Respiratory sensitisation

Endpoint conclusion
Endpoint conclusion:
no study available

Justification for classification or non-classification

The complex EDTA-CoNa2 consist of the organic moiety EDTA, the central atom Co2+ and the sodium ions. As the Na+ ions are known to be non-sensitizing only the EDTA-Co complex must be regarded as dangerous. In general, the complex with the chelated Co2+ ion should be less sensitizing than the free Co2+ ion. Based on that and that the complex EDTA-Co has an average stability, a worst-case assessment where the EDTA-CoNa2 complex dissociate in its components can be done and so a read-across is possible to free EDTA and other Co2+ compounds. The latter are known to be possible sensitizers. Most soluble cobalt (2 +) salts are classified as skin sensitizing.

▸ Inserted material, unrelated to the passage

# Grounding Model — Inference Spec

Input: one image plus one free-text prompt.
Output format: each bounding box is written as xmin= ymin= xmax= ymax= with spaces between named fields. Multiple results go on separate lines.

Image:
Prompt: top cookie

Many cobalt(II) compounds and cobalt are known for the fact, that they may cause an allergic skin reaction.

The following substances are, inter alia, classified with H317: cobalt (Index number 027-001-00-9), cobalt dichloride (Index number 027-004-00-5), cobalt sulfate (Index number 027-005-00-0), cobalt sulfide (Index number 027-003-00-X), cobalt di(acetate) (Index number 027-006-00-6), cobalt dinitrate (Index number 027-009-00-2) and cobalt oxide (Index number 027-002-00-4).

Thus as a worst case approach the substance to be registered is classified accordingly as well.